VICE: Oi, almirante. Qual é a capacidade nuclear da França?
Alain Coldefy: Temos um submarino nuclear operando 24 horas com 16 ogivas nucleares desde 1972. Somos capazes de mobilizar um segundo submarino em poucos dias – logo, são 32 ogivas multiplicadas por seis, que são 192 mísseis de 125 quilotons.

O que isso quer dizer?
Como referência, o Little Guy – a bomba jogada em Hiroshima em 1945 – tinha 15 quilotons.

OK, então parece que estamos relativamente seguros.
Sim. Um submarino nuclear é cerca de mil vezes Hiroshima, e temos quatro deles – assim como os ingleses. Os americanos têm 14, os russos uma dúzia e os chineses dois ou três.

Então os chineses estão ficando para trás?
Estamos no segundo bloco, com Inglaterra, e atrás dos Estados Unidos e Rússia.
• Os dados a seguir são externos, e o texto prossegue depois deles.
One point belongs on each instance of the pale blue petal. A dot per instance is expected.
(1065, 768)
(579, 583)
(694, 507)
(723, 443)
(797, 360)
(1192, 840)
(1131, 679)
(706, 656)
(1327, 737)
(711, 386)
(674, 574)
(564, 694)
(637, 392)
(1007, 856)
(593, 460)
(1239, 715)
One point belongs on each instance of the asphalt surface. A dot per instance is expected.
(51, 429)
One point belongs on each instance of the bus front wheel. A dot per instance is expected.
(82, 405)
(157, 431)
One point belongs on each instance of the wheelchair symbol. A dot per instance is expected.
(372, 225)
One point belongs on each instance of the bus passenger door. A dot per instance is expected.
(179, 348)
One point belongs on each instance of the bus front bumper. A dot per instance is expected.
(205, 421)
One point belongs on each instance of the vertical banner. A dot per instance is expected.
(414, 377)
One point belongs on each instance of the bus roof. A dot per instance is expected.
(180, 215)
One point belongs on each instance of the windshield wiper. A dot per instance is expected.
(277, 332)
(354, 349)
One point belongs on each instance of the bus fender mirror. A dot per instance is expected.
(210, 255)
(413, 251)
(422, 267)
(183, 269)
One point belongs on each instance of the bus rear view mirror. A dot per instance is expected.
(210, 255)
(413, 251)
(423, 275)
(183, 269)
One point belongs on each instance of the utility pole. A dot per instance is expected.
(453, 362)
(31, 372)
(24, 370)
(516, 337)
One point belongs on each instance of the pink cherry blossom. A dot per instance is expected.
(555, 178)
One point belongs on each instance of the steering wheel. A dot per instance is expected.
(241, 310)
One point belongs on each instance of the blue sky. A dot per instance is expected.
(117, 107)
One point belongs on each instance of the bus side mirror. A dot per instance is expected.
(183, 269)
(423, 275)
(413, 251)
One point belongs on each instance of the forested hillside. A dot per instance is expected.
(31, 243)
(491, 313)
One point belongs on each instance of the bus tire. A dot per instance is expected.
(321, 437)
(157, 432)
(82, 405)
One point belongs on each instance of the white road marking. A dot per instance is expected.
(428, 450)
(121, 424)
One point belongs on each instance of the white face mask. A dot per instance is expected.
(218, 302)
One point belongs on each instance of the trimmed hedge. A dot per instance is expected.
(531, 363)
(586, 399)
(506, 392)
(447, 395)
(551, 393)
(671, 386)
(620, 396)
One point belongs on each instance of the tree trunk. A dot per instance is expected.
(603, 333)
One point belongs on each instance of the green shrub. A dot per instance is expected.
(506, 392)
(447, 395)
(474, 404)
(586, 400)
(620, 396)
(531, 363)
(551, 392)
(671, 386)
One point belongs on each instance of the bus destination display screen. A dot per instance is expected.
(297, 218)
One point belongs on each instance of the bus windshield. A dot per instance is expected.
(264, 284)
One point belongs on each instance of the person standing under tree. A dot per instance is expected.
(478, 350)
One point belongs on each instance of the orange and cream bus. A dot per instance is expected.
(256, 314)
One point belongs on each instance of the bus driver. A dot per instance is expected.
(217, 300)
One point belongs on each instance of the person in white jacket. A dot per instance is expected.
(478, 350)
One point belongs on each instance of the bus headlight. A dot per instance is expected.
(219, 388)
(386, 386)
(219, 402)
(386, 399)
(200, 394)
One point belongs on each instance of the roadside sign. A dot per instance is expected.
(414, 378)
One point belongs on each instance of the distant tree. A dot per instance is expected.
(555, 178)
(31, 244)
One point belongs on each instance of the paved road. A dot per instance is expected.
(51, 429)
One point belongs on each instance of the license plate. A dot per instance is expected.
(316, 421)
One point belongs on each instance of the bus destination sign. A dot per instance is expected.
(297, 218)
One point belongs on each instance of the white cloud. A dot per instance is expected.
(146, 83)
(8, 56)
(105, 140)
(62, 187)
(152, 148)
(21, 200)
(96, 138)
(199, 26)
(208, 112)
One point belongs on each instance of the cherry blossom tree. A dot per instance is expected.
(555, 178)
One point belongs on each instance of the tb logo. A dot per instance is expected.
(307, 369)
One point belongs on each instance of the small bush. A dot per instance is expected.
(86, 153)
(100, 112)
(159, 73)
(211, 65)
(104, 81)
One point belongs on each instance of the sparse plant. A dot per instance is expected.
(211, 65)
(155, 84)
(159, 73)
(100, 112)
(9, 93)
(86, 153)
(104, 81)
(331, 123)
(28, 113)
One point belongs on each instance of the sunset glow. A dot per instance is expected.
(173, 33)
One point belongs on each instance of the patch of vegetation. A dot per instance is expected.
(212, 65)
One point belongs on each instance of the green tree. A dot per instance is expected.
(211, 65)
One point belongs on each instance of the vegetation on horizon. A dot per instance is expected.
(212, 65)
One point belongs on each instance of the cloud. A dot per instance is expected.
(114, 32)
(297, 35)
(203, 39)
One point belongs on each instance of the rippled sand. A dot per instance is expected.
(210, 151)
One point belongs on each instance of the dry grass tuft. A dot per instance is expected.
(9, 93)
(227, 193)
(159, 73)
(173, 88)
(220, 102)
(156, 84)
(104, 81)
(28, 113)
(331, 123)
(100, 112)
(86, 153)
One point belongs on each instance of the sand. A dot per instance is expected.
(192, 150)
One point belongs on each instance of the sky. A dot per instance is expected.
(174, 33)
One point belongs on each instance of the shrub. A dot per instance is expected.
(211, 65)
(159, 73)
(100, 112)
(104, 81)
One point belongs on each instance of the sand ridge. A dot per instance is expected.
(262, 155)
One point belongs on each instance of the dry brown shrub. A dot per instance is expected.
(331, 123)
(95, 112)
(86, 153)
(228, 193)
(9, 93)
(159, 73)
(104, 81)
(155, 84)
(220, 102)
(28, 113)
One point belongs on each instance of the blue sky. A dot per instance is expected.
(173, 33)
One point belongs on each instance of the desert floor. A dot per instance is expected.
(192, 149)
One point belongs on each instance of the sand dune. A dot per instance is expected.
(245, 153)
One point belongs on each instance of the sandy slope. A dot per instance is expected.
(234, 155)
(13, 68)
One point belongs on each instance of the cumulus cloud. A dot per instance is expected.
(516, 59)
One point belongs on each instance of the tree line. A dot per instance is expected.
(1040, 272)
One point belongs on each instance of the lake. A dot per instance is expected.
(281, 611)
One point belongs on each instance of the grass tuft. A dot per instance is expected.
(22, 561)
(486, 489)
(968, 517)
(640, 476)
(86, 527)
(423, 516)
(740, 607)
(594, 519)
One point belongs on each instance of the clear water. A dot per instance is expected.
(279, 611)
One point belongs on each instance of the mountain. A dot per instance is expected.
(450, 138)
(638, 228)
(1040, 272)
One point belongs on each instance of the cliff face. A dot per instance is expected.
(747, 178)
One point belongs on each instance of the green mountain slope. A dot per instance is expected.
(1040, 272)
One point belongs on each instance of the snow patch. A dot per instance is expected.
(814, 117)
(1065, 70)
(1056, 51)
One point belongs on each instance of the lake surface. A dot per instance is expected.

A França é parte dos cinco poderes nucleares do mundo – membros permanentes do Conselho de Segurança. Então, se enfrentássemos um ataque, poderíamos destruir um equivalente à França – nem mais, nem menos. O poder nuclear contribuiu para o que é chamado de “equilíbrio de terror”. É por isso que você nunca vai ver uma guerra em território francês. Nunca.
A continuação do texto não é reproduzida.